The Coming Shutdown
I think it's pretty clear that we're looking toward a scenario in which John Boehner shuts the government down in the near future. There'll be a lot of moves between now and then and a lot of reporting on the details, but I think the basic dynamic is pretty clear and abstract. You can compromise about numbers—$10 billion or $5 billion. And you can compromise across modes—cut that instead of this. But you can't compromise between Congressional Republicans desire to force the White House into a humiliating defeat and the White House's desire to not be humiliated and defeated. A compromise acceptable to the President would, by definition, fail to meet the objective of halting the march toward socialism.

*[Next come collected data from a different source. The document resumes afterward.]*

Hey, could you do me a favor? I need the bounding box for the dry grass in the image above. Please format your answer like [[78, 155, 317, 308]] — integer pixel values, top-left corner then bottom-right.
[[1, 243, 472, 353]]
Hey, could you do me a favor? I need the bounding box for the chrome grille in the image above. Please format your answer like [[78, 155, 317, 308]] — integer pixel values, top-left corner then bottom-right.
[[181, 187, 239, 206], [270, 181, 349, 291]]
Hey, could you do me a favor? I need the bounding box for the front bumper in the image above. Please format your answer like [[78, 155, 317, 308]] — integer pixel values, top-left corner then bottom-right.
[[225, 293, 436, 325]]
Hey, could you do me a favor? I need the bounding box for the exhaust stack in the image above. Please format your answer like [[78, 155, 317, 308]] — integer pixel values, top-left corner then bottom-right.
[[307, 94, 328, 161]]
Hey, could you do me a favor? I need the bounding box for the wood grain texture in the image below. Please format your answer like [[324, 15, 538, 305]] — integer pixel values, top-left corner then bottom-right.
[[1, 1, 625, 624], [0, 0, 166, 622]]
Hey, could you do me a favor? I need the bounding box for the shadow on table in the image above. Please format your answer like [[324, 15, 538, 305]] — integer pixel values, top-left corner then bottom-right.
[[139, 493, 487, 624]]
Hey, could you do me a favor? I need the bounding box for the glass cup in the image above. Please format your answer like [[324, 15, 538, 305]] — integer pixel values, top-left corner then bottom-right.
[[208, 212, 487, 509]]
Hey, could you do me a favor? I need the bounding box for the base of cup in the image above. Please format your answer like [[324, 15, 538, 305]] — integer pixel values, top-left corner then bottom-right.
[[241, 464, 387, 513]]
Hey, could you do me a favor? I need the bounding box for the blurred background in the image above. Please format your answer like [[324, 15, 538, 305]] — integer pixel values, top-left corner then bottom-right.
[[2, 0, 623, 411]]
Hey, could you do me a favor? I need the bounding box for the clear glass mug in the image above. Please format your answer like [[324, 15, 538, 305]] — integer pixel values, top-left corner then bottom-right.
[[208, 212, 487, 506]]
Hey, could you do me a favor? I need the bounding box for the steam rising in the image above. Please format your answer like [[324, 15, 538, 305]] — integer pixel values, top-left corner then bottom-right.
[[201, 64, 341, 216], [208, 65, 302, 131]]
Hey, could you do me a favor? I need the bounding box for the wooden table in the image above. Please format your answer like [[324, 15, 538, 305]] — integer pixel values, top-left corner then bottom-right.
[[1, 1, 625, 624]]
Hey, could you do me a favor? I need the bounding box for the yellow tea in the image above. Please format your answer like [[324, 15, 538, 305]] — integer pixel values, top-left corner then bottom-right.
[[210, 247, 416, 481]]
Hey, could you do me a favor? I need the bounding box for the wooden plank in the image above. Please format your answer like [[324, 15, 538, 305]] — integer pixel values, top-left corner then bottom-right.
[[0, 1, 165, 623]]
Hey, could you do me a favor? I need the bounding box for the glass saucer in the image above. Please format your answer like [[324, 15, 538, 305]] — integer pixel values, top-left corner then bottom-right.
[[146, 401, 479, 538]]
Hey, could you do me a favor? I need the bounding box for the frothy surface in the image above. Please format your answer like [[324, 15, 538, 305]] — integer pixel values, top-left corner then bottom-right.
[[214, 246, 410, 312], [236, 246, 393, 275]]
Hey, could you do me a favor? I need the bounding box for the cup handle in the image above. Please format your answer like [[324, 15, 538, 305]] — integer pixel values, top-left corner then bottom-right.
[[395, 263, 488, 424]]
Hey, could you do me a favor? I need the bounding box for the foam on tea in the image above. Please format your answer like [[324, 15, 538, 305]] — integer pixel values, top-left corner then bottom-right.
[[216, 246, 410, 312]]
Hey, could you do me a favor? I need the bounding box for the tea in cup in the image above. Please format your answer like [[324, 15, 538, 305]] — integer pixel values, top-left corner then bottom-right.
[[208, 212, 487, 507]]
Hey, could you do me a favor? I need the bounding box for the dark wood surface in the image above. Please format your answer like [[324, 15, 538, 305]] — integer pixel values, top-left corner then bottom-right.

The interesting theoretical question, I think, is why did the 2006 midterms not result in a government shutdown the way the 1994 midterms did and the 2010 ones will. Part of the issue may have been priority mismatch. Congressional Democrats cared most about seizing the opportunity to increase spending on some core domestic initiatives, while the Bush administration cared most about maintaining a free hand to conduct the war in Iraq. There was intense anger at Democrats from the base for not doing more to force the issue on Iraq in 2007, but it wasn't anger that had any basis in organized interest groups with real leverage.
The fact that a president (with his nationwide constituency) and a House Speaker flush with midterm victory (having won most recently) both have plausible claims to popular legitimacy makes these kind of clashes difficult to resolve. If Obama were the King of England, then what would happen is that over time his legitimacy would erode and power would pass to the Speaker.